JAKARTA. The national output of a number of commodities has dropped significantly this year, as expected, on account of the governments mineral ore export ban.
The incoming administration, led by president-elect Joko "Jokowi" Widodo, is expected to soon lay out clear policies in the mineral sector, which has been severely impacted by the ban.
Only a few million tons of ore were produced during the January to August period this year, most likely only to meet domestic demand, figures from the Energy and Mineral Resources Ministry’s directorate genera] of mineral and coal showed.
The production of bauxite, for example, was a mere 2.8 million tons during the January-August period, compared to almost 60 million tons throughout last year. This year’s output is expected to see a few additional tons by year-end.
"The production of several minerals was from newly established smelters, such as nickel pig iron products," mineral and coal director general R. Sukhyar said.
On Jan. 12, the government banned overseas shipments of mineral ores as part of an attempt to boost the country’s downstream industry. Only processed minerals with a regulated purity level and end products of metal are allowed to be exported.

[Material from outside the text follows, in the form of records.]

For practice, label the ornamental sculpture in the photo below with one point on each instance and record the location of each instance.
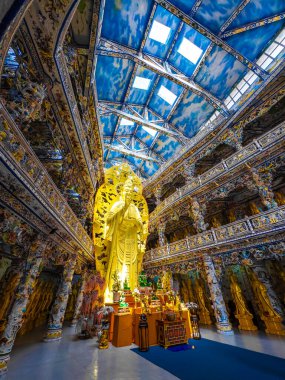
(120, 227)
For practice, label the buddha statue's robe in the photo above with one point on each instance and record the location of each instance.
(123, 225)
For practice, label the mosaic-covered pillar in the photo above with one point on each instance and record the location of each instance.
(268, 304)
(220, 311)
(188, 172)
(8, 287)
(157, 194)
(23, 293)
(54, 331)
(161, 234)
(198, 212)
(264, 186)
(241, 312)
(79, 301)
(204, 314)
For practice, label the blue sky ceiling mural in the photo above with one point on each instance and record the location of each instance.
(166, 69)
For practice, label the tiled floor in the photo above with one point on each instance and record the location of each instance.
(72, 359)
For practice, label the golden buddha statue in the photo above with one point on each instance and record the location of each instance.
(123, 225)
(120, 227)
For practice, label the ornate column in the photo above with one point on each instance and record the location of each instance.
(8, 286)
(157, 194)
(233, 137)
(204, 314)
(188, 172)
(79, 301)
(268, 304)
(198, 212)
(264, 183)
(54, 331)
(241, 313)
(161, 233)
(220, 311)
(23, 293)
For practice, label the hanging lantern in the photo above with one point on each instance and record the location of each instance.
(143, 333)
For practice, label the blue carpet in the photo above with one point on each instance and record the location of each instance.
(216, 361)
(180, 347)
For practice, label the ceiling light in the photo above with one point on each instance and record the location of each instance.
(141, 83)
(190, 51)
(126, 122)
(149, 130)
(166, 95)
(159, 32)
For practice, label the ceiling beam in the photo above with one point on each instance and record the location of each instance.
(253, 25)
(130, 152)
(212, 37)
(195, 7)
(138, 120)
(125, 98)
(114, 50)
(234, 15)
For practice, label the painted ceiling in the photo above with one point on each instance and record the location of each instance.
(157, 88)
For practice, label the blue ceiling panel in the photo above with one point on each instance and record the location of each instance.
(184, 5)
(252, 42)
(144, 136)
(178, 60)
(156, 48)
(166, 146)
(220, 72)
(256, 10)
(125, 140)
(129, 23)
(125, 21)
(112, 86)
(213, 14)
(191, 113)
(140, 96)
(135, 161)
(108, 124)
(113, 154)
(159, 105)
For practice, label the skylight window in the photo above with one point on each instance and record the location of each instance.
(149, 130)
(141, 83)
(126, 122)
(167, 95)
(159, 32)
(190, 51)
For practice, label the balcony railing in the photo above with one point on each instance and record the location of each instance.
(250, 151)
(249, 227)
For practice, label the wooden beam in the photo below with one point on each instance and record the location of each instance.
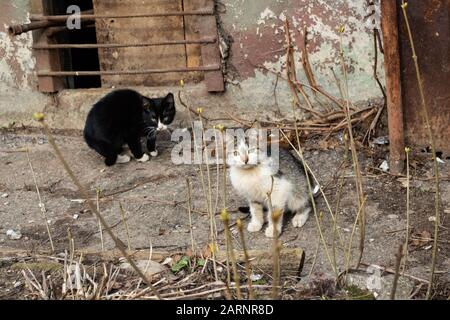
(207, 27)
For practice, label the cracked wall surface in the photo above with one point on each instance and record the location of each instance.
(254, 31)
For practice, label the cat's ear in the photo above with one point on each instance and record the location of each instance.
(146, 103)
(169, 101)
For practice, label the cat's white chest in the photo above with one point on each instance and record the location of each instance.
(252, 184)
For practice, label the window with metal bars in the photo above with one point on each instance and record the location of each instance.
(126, 43)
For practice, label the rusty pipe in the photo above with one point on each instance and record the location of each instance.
(393, 85)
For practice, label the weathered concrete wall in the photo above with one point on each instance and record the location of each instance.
(256, 33)
(18, 83)
(257, 29)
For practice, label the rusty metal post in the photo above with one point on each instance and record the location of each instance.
(393, 86)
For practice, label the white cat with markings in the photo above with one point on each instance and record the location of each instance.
(254, 175)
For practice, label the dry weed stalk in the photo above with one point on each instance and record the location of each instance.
(433, 149)
(123, 215)
(248, 266)
(398, 261)
(100, 229)
(119, 244)
(189, 199)
(41, 204)
(207, 193)
(356, 167)
(408, 212)
(230, 249)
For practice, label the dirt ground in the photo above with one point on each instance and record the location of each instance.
(154, 197)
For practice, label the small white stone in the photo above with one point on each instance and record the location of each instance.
(255, 277)
(384, 166)
(144, 158)
(14, 235)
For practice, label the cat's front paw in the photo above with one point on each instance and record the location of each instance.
(123, 158)
(254, 226)
(299, 220)
(269, 231)
(144, 158)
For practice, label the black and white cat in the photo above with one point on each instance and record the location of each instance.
(123, 117)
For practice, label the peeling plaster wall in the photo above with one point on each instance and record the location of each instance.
(257, 30)
(18, 82)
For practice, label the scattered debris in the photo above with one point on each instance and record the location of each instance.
(379, 284)
(421, 238)
(381, 140)
(149, 267)
(14, 235)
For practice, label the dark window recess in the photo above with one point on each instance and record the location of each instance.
(77, 59)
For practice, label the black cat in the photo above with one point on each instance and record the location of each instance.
(123, 117)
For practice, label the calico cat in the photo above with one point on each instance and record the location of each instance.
(251, 173)
(123, 117)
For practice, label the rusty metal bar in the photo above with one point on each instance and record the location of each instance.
(393, 86)
(124, 45)
(18, 29)
(121, 72)
(118, 16)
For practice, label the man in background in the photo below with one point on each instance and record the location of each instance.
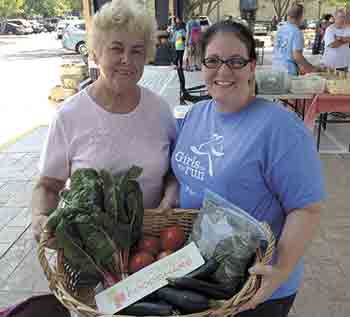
(289, 46)
(337, 40)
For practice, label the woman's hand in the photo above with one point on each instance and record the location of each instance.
(45, 197)
(171, 193)
(271, 278)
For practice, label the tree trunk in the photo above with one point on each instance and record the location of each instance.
(280, 7)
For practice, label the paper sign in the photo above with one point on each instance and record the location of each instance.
(149, 279)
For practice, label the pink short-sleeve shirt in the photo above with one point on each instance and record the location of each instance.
(82, 134)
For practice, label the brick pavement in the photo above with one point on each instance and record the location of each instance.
(325, 292)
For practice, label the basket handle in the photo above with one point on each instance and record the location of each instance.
(170, 212)
(49, 273)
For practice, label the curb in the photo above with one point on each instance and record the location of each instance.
(20, 136)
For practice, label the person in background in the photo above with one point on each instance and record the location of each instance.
(193, 37)
(255, 154)
(274, 23)
(337, 40)
(289, 44)
(318, 45)
(179, 42)
(114, 123)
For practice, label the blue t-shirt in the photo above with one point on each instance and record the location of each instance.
(261, 158)
(289, 38)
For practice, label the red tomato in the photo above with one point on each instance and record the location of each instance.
(140, 260)
(150, 245)
(172, 238)
(163, 254)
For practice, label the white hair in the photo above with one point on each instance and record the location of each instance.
(123, 15)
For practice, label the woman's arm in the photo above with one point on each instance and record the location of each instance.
(171, 192)
(44, 198)
(298, 231)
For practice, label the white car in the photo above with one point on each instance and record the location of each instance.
(23, 23)
(260, 29)
(60, 28)
(204, 21)
(74, 37)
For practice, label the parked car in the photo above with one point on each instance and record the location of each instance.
(60, 28)
(11, 28)
(50, 24)
(36, 26)
(312, 24)
(24, 23)
(74, 37)
(240, 20)
(260, 29)
(204, 21)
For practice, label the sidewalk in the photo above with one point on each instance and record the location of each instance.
(325, 292)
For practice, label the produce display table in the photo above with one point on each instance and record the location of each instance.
(321, 105)
(296, 101)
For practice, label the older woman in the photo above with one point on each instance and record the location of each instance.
(114, 123)
(261, 158)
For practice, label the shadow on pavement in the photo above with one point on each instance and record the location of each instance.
(37, 54)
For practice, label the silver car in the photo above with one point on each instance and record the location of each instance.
(74, 37)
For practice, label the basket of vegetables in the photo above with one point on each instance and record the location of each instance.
(103, 234)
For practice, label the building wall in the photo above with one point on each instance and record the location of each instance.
(265, 9)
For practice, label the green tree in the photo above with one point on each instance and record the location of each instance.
(9, 8)
(281, 7)
(48, 8)
(201, 7)
(339, 3)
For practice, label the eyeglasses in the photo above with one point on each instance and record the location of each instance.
(232, 63)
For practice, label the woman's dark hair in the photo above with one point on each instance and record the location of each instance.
(235, 28)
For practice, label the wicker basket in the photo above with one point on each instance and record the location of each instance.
(62, 278)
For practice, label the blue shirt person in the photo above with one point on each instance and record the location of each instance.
(289, 38)
(255, 154)
(289, 44)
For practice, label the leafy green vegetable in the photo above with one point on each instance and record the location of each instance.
(97, 221)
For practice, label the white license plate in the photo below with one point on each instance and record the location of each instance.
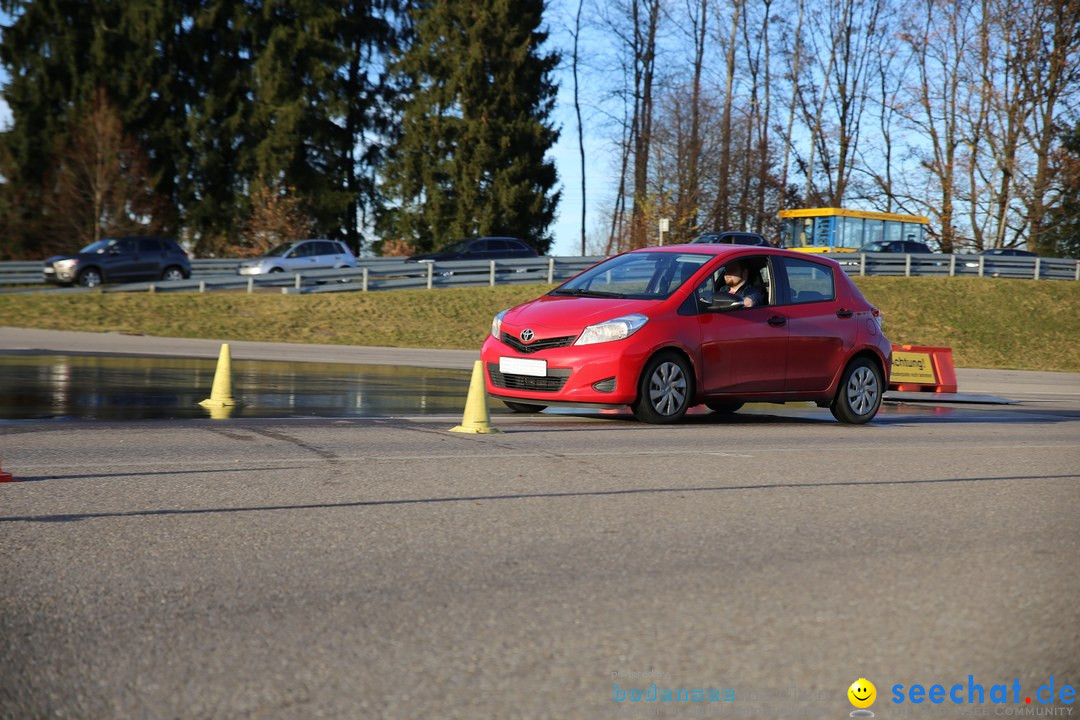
(522, 366)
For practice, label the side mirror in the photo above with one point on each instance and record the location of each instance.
(724, 302)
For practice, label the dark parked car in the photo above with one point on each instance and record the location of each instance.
(731, 238)
(120, 260)
(895, 246)
(999, 253)
(482, 248)
(1008, 252)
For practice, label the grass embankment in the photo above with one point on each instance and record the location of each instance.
(1007, 324)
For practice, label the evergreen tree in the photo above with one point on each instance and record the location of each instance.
(475, 126)
(218, 164)
(367, 34)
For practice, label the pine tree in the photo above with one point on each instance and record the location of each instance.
(475, 126)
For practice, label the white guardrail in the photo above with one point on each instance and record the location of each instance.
(388, 273)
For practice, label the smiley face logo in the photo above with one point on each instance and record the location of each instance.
(862, 693)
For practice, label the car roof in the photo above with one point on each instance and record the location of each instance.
(740, 250)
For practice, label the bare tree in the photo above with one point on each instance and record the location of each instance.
(721, 207)
(99, 184)
(1050, 42)
(941, 43)
(794, 54)
(577, 109)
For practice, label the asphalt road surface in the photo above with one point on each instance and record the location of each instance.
(390, 569)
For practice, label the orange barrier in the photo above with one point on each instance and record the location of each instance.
(921, 368)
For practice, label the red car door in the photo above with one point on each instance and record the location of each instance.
(743, 350)
(821, 330)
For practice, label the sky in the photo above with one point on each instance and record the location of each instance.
(566, 231)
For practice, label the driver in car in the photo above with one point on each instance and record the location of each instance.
(736, 276)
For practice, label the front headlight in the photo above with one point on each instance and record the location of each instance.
(497, 325)
(612, 329)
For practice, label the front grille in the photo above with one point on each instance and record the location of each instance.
(537, 345)
(552, 383)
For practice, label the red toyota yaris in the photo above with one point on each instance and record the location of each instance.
(658, 329)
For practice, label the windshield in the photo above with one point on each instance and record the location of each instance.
(279, 250)
(638, 275)
(99, 246)
(456, 247)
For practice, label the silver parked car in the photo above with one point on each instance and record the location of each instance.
(298, 256)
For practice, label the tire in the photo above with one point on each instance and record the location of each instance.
(859, 396)
(90, 277)
(523, 407)
(665, 390)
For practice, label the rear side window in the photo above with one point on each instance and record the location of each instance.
(809, 282)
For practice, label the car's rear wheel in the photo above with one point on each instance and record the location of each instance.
(90, 277)
(859, 396)
(524, 407)
(665, 390)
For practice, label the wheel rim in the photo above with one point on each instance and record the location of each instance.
(667, 389)
(862, 391)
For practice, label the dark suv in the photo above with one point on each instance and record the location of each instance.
(120, 260)
(895, 246)
(482, 248)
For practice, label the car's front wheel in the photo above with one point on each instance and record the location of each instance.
(90, 277)
(859, 396)
(524, 407)
(665, 390)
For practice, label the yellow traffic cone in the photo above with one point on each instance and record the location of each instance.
(220, 394)
(475, 419)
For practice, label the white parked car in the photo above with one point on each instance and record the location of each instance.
(298, 256)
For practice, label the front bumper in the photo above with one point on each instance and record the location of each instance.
(603, 374)
(51, 274)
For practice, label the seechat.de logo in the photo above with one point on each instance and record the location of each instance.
(974, 693)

The government expects that in 2017, the country will only export mineral end products, instead of raw ore. In the meantime, it is still allowing the export of concentrates, such as copper concentrate produced by PT Freeport Indonesia and PT Newmont Nusa Tenggara, until 2017.
Despite an ongoing legal battle at the Constitutional Court over the 2009 Mining Law, which is the legal basis for the controversial export ban policy, foreign investors are seeking to develop smelters to process bauxite and nickel ores - the two main commodities in Indonesia - with the help of local partners.
"However, in general, foreign investors are still waiting for the new government. It will soon assume office, but investors are waiting for specific policy in the sector," Tony Wenas, the deputy chairman of the Indonesian Mining Association, said.
Most bauxite miners closed down their businesses following the ore export ban because domestic processing facilities were unable to absorb the entire nation’s bauxite output.
The only bauxite processing facility that exists in the country is a smelter called the chemical grade alumina (CGA) plant owned by state-owned diversified miner PT Aneka Tambang. The CGA plant only needs around 850,000 wet metric tons of bauxite a year to produce at its capacity of around 200,000 tons of alumina.
Should foreign investors build partnership with local players and the process of obtaining business permits be streamlined, new bauxite smelters will be ready by 2017, when the country will fully ban the export of minerals that have not been refined into end products. More smelters mean that bauxite mining can resume.
There are currently 64 smelters being worked on, ranging from bauxite to manganese processing facilities, according to government figures. Freeport Indonesia is currently working on a plan to develop a copper smelter to process its copper concentrate in the country. The mineral and coal office had also asked Newmont Nusa Tenggara to build its own smelter.
The director for mineral at the mineral and coal directorate general, Edi Prasodjo, said mining firms that were still without processing facilities should start thinking about developing them to survive in Indonesia.